The present study aimed to investigate MR-based evidence for potential causal relationships between circulating leukocytes, immune cell traits, and multiple sclerosis (MS) using a two-sample, bidirectional Mendelian randomisation (MR) approach. We analysed summary-level data from large-scale genome-wide association studies conducted by the International Multiple Sclerosis Genetics Consortium, the Blood Cell Consortium, and Immune Cell traits. Using inverse variance weighted (IVW), weighted mode, weighted median, simple mode, and MR-Egger methods, we estimated genetically predicted associations. The MR-Egger intercept assessed horizontal pleiotropy, Cochran's Q test examined genetic heterogeneity, and leave-one-out procedures evaluated the sensitivity of the results. We adjusted for multiple comparisons using the false discovery rate (FDR). Forward MR analysis using IVW as the primary method revealed associations between increased white blood cell count (OR = 1.16, 95% CI = 1.05-1.29, P = 0.004, PFDR = 0.031) and lymphocyte count (OR = 1.18, 95% CI = 1.06-1.31, P = 0.003, PFDR = 0.035) with a higher risk of developing MS. Conversely, the CD25hi CD45RA-CD4 not Treg %CD4+ (OR = 0.87, 95% CI = 0.808-0.942, P = 0.0005, PFDR = 0.075) and the CD16-CD56 on HLA DR+ NK (OR = 0.85, 95% CI = 0.780-0.935, P = 0.0007, PFDR = 0.093) were associated with a reduced risk of MS. In reverse MR analyses, MS showed no robust evidence of a causal effect on white blood cell or lymphocyte counts.
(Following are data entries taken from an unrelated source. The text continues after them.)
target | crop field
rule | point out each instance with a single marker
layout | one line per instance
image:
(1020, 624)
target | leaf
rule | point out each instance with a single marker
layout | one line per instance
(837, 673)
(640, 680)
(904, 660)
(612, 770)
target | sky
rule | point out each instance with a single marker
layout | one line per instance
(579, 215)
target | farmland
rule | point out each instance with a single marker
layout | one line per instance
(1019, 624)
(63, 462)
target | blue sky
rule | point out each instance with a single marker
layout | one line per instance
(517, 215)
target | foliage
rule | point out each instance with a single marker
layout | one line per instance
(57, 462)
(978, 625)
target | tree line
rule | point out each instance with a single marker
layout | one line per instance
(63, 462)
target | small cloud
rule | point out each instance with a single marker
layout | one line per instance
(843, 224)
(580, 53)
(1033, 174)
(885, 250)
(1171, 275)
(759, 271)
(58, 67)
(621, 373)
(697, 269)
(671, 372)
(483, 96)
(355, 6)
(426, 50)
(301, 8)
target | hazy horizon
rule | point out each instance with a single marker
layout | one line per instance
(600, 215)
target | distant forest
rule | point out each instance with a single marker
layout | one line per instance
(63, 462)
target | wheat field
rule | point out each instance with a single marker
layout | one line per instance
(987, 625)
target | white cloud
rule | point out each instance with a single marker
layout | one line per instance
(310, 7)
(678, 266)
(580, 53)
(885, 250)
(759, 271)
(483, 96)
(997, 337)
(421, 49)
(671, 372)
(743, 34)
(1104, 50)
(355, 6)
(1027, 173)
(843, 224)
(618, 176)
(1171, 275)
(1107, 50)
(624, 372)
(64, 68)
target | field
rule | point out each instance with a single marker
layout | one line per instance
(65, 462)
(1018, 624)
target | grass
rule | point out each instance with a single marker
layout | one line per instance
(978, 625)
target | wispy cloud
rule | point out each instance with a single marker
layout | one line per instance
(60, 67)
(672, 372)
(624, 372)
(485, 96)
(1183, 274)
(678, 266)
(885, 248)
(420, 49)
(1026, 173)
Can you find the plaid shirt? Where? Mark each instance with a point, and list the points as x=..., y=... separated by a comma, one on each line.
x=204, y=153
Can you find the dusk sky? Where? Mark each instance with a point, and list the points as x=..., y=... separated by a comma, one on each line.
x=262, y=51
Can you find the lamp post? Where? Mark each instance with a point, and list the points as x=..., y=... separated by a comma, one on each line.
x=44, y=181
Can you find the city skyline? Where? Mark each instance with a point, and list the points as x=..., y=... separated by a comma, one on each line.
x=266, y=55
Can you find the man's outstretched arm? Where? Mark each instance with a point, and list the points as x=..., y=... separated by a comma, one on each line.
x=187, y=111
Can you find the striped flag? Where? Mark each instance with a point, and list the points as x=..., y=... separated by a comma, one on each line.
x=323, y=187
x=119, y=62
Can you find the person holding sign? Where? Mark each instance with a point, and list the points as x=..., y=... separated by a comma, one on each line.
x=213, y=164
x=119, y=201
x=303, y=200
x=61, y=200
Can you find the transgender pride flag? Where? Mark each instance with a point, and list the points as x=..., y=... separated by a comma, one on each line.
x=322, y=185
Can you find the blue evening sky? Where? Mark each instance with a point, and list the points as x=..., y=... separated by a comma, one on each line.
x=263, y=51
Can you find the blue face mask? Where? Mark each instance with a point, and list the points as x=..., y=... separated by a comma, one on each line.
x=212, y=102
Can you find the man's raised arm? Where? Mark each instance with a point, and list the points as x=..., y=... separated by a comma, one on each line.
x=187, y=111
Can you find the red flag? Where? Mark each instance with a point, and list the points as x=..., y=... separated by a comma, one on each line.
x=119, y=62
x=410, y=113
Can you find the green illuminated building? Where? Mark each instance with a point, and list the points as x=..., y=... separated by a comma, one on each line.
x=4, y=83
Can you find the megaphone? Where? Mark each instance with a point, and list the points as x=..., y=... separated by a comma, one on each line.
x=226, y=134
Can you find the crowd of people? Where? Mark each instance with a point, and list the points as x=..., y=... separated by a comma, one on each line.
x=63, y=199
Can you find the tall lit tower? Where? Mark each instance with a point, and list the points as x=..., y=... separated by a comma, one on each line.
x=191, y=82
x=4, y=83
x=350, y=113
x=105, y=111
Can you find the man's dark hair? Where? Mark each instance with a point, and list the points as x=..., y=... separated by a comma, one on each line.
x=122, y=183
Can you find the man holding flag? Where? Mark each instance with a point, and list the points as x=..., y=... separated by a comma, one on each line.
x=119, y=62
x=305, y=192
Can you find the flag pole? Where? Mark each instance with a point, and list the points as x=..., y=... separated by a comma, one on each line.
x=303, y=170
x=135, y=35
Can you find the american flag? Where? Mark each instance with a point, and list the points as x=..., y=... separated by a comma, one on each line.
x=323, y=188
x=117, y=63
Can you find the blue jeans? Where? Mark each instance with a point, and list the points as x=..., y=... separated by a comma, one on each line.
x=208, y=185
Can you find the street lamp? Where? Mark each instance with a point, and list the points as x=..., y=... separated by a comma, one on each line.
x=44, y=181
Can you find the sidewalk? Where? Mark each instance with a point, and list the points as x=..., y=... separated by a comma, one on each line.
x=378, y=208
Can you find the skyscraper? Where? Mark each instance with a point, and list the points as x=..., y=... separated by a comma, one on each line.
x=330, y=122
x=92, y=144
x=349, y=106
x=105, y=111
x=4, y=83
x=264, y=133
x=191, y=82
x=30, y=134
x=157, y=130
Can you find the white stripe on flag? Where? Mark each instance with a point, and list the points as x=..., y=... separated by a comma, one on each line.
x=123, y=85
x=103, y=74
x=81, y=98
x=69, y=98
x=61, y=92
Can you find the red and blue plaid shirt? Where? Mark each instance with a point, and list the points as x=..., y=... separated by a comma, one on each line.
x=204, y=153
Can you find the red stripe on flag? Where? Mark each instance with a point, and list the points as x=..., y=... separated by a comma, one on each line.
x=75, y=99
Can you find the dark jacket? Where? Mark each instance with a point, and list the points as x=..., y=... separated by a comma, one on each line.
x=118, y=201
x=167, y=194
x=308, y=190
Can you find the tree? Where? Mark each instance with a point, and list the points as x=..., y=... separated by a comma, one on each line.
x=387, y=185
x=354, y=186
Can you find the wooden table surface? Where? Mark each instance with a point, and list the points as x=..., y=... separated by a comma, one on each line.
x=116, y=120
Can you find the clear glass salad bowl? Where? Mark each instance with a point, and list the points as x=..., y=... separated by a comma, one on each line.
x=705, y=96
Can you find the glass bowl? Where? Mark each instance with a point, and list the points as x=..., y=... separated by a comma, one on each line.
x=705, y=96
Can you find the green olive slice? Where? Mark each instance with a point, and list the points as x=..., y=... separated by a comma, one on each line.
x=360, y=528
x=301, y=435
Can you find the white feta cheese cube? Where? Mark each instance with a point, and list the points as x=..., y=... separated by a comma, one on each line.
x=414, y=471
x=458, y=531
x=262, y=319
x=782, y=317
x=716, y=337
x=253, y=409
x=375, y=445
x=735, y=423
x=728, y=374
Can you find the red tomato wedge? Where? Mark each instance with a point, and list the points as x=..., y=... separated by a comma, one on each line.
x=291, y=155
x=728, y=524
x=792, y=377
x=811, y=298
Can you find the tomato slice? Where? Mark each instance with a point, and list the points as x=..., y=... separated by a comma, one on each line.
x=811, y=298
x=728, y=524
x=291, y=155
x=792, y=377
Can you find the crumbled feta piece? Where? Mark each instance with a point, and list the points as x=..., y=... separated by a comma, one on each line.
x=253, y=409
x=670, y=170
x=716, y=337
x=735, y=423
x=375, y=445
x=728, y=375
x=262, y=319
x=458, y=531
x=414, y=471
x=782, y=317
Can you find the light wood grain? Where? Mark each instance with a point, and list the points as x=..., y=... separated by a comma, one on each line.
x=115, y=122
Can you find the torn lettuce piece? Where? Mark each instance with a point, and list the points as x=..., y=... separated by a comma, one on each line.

Although an FDR-significant reverse association was observed for the IgD+ CD38 + B-cell absolute count subtype, leave-one-out sensitivity analysis indicated instability. Therefore, this finding was not considered reliable evidence of reverse causality. Genetic predisposition to increased white blood cell and lymphocyte counts elevates the risk of MS, while certain immune cell traits may reduce this risk.